A Practical Alphabet for Writers: F is for Focused Free Writing

Effort need not only be the rigors of hard focus. Creative effort involves play, exploration and invention. Free writing is a magical way to bypass the controlling, fearful part of most of us that arises in the face of imaginative practice. To free write, get some paper and a pen. (It is definitely possible to free write on a computer if you can type fast enough. Experiment with both, and note the effects, if any, of each technology on your style.) Pick a starter phrase–a line from a book of poems or a newspaper. (These used to be handy when I started freewriting. Less so now, except online.) Natalie Goldberg, the guru of free writing as a practice, lists rules. The ones I remember off the top of my head are: 1. Keep your hand moving. 2. Don’t think. 3. Be specific. Just put whatever arises on paper. It’s a bit like meditating except instead of watching your thoughts, you record them without attaching to them.
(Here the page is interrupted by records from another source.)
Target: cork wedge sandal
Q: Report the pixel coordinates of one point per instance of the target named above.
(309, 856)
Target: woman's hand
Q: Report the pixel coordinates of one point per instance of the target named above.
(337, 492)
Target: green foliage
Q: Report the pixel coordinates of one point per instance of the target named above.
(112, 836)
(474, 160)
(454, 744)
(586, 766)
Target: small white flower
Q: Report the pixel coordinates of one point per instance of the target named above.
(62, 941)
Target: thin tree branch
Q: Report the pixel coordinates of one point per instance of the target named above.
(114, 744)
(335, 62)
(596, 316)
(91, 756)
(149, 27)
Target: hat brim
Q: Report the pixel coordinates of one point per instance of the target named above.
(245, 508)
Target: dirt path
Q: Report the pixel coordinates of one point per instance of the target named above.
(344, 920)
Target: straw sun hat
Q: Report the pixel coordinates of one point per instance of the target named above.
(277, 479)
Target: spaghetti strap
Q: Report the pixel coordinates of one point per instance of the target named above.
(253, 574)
It’s a tremendous, freeing, generative tool. It can help you tap into playing with language, taking risks with image, jotting down bold truths from which you might otherwise shy away. Like exercise, it will keep you in shape for any sort of writing you need to do, and it can be enlisted for writing drafts of your scenes for your project. That’s called focused free writing: pick a scene and free write that scene or pick a character and free write a dialog with that character. Stay loose, keep your hand moving, and circle your area of focus. Don’t think you have to get stuck in your worries. Take aim, and write.